LMP1 induces miR-146a in the epithelial cell line A549. Total RNA isolated from A549 lung epithelial cells transduced with pEHyg or pEHyg-FLAG-LMP1 retroviruses was polyadenylated, reverse transcribed, and used in a qPCR analysis of mature miR-146a expression. Data were normalized to U6 small nuclear RNA expression.

FIG. 4.

Mature and primary miR-146a transcript analysis in a panel of cell lines. A. Total RNA isolated from EBV-positive, latency type III cell lines JY, IB4, X50-7 (lymphoblastoid cell lines), and Jijoye (Burkitt's lymphoma) and EBV-positive latency I Burkitt's lymphoma cell lines Akata, Rael, and Mutu was polyadenylated and reverse transcribed for qPCR analysis of mature miR-146a expression. The Western blot shows LMP1 expression in EBV latency type III cell lines but not in latency type I cell lines. B. Total RNA isolated from the indicated cell lines was reverse transcribed and subjected to qPCR to assess the levels of primary miR-146a transcripts. C. Total RNA extracted from the EBV-negative Burkitt's lymphoma cell line BL-30 and BL-30 cells infected with EBV B95-8 virus were reverse transcribed and assayed for pri-miR-146a expression by qPCR. Mature miR-146a expression was normalized to U6 small nuclear RNA expression, and pri-miR-146a expression was normalized to GAPDH expression.

FIG. 5.

miR-146a promoter analysis. A. Alignment of major homologies between human and mouse miR-146a promoter regions. Homologies were identified through a BLAST search using the human miR-146a promoter as described in Materials and Methods. Percentage scores for the indicated transcription factors were generated by TFSEARCH (http://www.cbrc.jp/research/db/TFSEARCH.html). B. Schematic representation of the human miR-146a promoter, with putative transcription factor binding sites.
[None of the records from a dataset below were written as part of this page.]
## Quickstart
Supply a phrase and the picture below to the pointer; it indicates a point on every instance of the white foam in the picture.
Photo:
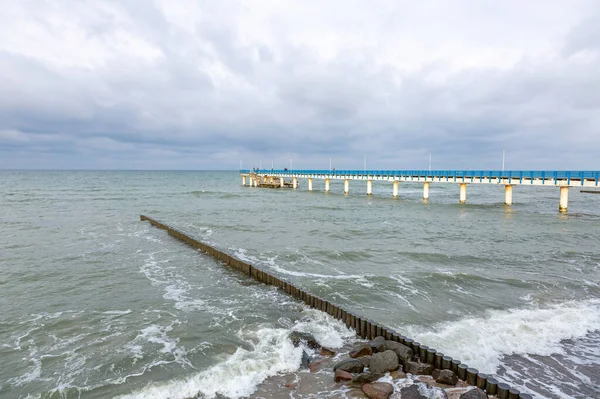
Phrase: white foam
(271, 353)
(482, 341)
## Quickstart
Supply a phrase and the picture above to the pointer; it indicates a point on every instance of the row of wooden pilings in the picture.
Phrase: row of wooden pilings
(364, 327)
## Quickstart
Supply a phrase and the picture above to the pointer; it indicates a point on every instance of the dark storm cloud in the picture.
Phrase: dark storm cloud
(203, 85)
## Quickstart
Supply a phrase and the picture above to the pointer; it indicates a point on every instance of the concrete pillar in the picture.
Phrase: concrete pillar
(508, 194)
(463, 193)
(564, 199)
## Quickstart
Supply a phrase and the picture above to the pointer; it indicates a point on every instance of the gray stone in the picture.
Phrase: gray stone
(403, 352)
(378, 390)
(362, 350)
(383, 361)
(416, 368)
(474, 394)
(377, 344)
(350, 365)
(445, 377)
(366, 378)
(366, 360)
(298, 337)
(411, 392)
(305, 360)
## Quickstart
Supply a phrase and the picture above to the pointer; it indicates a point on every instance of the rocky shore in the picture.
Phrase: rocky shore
(378, 369)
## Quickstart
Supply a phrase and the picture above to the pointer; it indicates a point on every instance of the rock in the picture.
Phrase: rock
(445, 377)
(341, 375)
(297, 337)
(383, 361)
(350, 365)
(411, 392)
(327, 352)
(362, 350)
(475, 393)
(397, 375)
(305, 360)
(377, 344)
(418, 368)
(403, 352)
(366, 378)
(366, 360)
(378, 390)
(315, 366)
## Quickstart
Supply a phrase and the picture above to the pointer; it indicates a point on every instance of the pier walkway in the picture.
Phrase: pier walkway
(508, 178)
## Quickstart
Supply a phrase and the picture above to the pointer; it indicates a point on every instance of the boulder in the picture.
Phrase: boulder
(327, 352)
(305, 360)
(366, 360)
(383, 361)
(411, 392)
(418, 368)
(378, 390)
(475, 393)
(444, 377)
(362, 350)
(403, 352)
(341, 375)
(366, 378)
(297, 337)
(350, 365)
(377, 344)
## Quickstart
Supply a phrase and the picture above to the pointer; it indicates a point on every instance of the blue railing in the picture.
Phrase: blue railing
(445, 174)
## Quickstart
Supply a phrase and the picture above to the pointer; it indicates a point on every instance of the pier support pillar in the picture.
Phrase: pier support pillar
(463, 193)
(564, 199)
(508, 194)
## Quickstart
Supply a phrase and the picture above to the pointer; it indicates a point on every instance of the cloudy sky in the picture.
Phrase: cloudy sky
(189, 84)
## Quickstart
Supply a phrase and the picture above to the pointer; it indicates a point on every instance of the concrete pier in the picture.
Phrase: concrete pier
(508, 194)
(564, 199)
(540, 178)
(463, 193)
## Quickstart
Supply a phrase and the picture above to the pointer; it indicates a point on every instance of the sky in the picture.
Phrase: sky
(141, 84)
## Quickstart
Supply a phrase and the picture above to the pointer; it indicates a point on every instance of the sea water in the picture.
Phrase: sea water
(96, 304)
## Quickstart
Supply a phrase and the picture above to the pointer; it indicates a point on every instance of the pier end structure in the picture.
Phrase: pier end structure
(562, 179)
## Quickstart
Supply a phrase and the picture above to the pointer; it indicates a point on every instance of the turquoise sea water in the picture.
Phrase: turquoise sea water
(95, 303)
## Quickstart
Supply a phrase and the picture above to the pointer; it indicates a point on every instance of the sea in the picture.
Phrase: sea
(95, 303)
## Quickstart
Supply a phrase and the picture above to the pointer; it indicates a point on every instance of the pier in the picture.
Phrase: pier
(558, 179)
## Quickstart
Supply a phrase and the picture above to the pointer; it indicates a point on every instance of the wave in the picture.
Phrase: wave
(482, 342)
(270, 353)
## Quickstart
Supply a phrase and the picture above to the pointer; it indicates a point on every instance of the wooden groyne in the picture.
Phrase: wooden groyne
(364, 327)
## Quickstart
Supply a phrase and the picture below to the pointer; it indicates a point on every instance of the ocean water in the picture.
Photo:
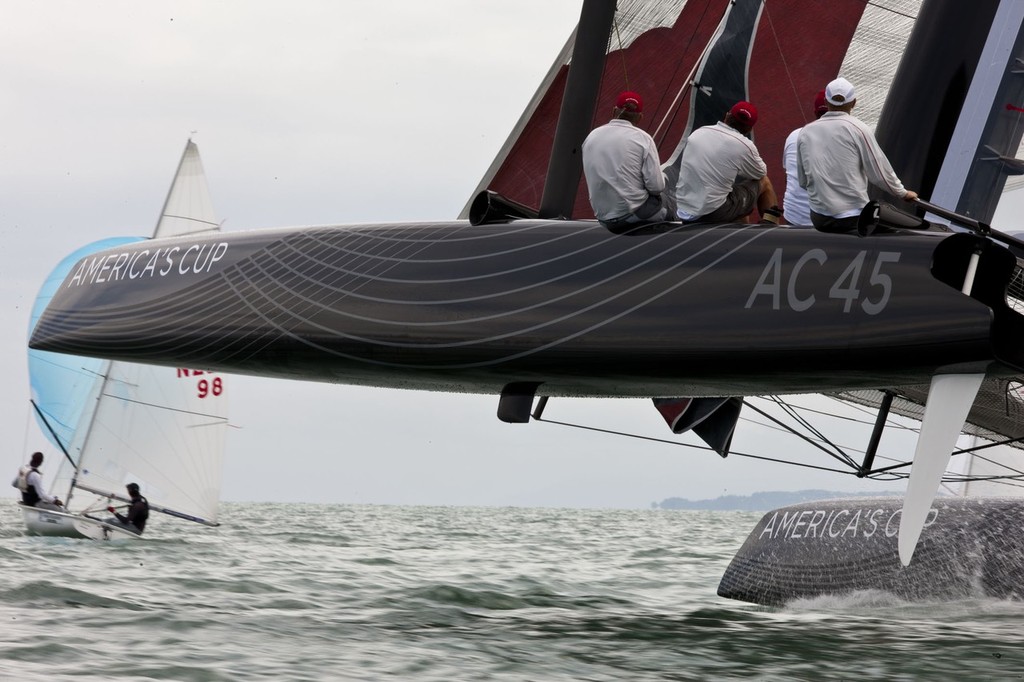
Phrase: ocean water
(320, 592)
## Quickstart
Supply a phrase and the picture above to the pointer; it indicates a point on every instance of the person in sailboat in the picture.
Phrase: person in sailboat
(622, 167)
(30, 481)
(837, 158)
(722, 177)
(798, 211)
(138, 511)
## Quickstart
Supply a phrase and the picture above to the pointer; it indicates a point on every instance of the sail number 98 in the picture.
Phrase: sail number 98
(847, 288)
(207, 384)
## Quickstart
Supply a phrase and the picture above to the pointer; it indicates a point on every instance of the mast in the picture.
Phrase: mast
(930, 88)
(577, 114)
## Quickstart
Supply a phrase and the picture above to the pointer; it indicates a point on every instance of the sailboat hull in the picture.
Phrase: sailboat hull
(673, 310)
(971, 548)
(65, 524)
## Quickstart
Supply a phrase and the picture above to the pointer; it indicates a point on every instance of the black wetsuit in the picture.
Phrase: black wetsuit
(138, 513)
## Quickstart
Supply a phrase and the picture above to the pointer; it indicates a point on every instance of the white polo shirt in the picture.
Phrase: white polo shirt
(715, 157)
(622, 167)
(837, 157)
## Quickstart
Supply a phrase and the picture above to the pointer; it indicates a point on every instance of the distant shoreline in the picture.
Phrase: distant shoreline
(760, 501)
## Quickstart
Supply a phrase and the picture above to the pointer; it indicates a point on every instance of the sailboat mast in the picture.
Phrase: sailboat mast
(88, 431)
(930, 88)
(577, 113)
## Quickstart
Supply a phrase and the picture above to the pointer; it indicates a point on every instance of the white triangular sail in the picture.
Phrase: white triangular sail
(187, 208)
(164, 428)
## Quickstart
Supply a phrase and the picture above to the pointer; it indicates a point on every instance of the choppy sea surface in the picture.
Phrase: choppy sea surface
(321, 592)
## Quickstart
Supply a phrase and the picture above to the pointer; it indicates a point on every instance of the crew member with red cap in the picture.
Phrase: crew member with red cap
(721, 175)
(798, 211)
(837, 157)
(622, 167)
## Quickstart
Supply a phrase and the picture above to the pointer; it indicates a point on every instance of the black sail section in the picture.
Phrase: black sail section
(721, 78)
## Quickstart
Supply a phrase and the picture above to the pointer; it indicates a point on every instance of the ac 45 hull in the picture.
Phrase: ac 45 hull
(670, 310)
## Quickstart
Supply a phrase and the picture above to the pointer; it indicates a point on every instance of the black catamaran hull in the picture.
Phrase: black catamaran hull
(971, 548)
(671, 310)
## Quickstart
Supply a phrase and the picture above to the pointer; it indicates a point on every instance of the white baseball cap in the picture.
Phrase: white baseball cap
(840, 92)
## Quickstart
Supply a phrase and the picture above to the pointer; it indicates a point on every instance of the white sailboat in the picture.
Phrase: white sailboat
(120, 422)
C. EBV-negative Mutu cells were cotransfected with pSG5 or pSG5-LMP1 plus wild-type or mutant miR-146a promoter-reporter vectors and harvested 48 h later. Luciferase expression is represented relative to luciferase activity of the wild-type promoter in the presence of LMP1. Error bars show the standard errors of the means. Increases for each reporter are indicated. Deletion of the dual NF-κB sites abrogated the ability of LMP1 to induce the miR-146a promoter.

FIG. 6.

Down-regulated genes with 7-mer or better miR-146a seed sequences. Transcript sequences were obtained from the website www.ensembl.org.

FIG. 7.

Differential expression levels of IRAK1 and STAT1 in miR-146a versus control cells. Potential seed sequences are shown. Transcript sequences were obtained from the website www.ensembl.org.